What’s that? You may ask… well it’s the Welsh Valentine’s Day! Okay, so probably the majority of Welsh people don’t celebrate it as much as Valentine’s Day but I still think it’s pretty important!
So instead of telling you the full story of who Dwynwen was, I shall insert text taken from: http://www.historic-uk.com/HistoryUK/HistoryofWales/St-Dwynwens-Day 💖
Disclaimer: These words are not my own and are taken from the website linked above 😊
Dwynwen lived during the 5th century and legend has it that she was one of the prettiest of Brychan Brycheiniog’s 24 daughters. Dwynwen fell in love with a prince called Maelon Dafodrill, but unfortunately her father had already arranged that she should marry someone else. Dwynwen was so upset that she could not marry Maelon that she begged God to make her forget him. After falling asleep, Dwynwen was visited by an angel, who appeared carrying a sweet potion designed to erase all memory of Maelon and turn him into a block of ice.
God then gave three wishes to Dwynwen. Her first wish was that Maelon be thawed; her second that God meet the hopes and dreams of true lovers; and third, that she should never marry. All three were fulfilled, and as a mark of her thanks, Dwynwen devoted herself to God’s service for the rest of her life.
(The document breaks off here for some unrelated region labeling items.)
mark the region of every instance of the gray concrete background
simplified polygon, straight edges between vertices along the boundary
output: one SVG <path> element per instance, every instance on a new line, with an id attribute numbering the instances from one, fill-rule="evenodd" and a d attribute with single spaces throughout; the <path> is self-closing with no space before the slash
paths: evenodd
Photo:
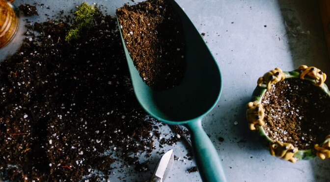
<path id="1" fill-rule="evenodd" d="M 141 0 L 135 0 L 137 2 Z M 245 106 L 249 101 L 258 78 L 275 67 L 291 70 L 302 64 L 315 66 L 330 74 L 330 62 L 327 52 L 317 1 L 308 0 L 176 0 L 184 8 L 204 37 L 220 68 L 223 89 L 220 99 L 203 120 L 203 126 L 211 135 L 228 180 L 231 182 L 327 182 L 330 181 L 329 159 L 318 159 L 299 161 L 293 164 L 271 156 L 257 143 L 248 128 Z M 39 16 L 22 17 L 43 22 L 45 13 L 53 15 L 63 9 L 66 12 L 82 0 L 16 0 L 14 4 L 44 3 L 37 6 Z M 107 12 L 114 15 L 115 9 L 129 0 L 86 0 L 102 4 Z M 50 9 L 47 9 L 49 6 Z M 41 7 L 42 6 L 42 7 Z M 24 28 L 10 45 L 0 50 L 0 60 L 15 52 L 24 38 Z M 328 85 L 329 80 L 326 82 Z M 235 123 L 237 123 L 235 124 Z M 166 126 L 161 128 L 168 133 Z M 224 140 L 219 141 L 222 137 Z M 157 145 L 156 145 L 157 146 Z M 157 150 L 173 149 L 180 160 L 174 162 L 167 181 L 201 181 L 198 173 L 186 170 L 195 165 L 194 161 L 183 160 L 187 149 L 183 143 L 157 149 L 150 158 L 151 168 L 156 167 L 160 156 Z M 141 155 L 142 155 L 141 154 Z M 141 158 L 141 161 L 146 159 Z M 114 167 L 120 163 L 114 164 Z M 134 166 L 123 172 L 114 171 L 110 181 L 144 181 L 152 171 L 131 173 Z"/>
She founded a convent on Llanddwyn, off the west coast of Anglesey, where a well named after her became a place of pilgrimage after her death in 465AD. Visitors to the well believed that the sacred fish or eels that lived in the well could foretell whether or not their relationship would be happy and whether love and happiness would be theirs. Remains of Dwynwen’s church can still be seen today.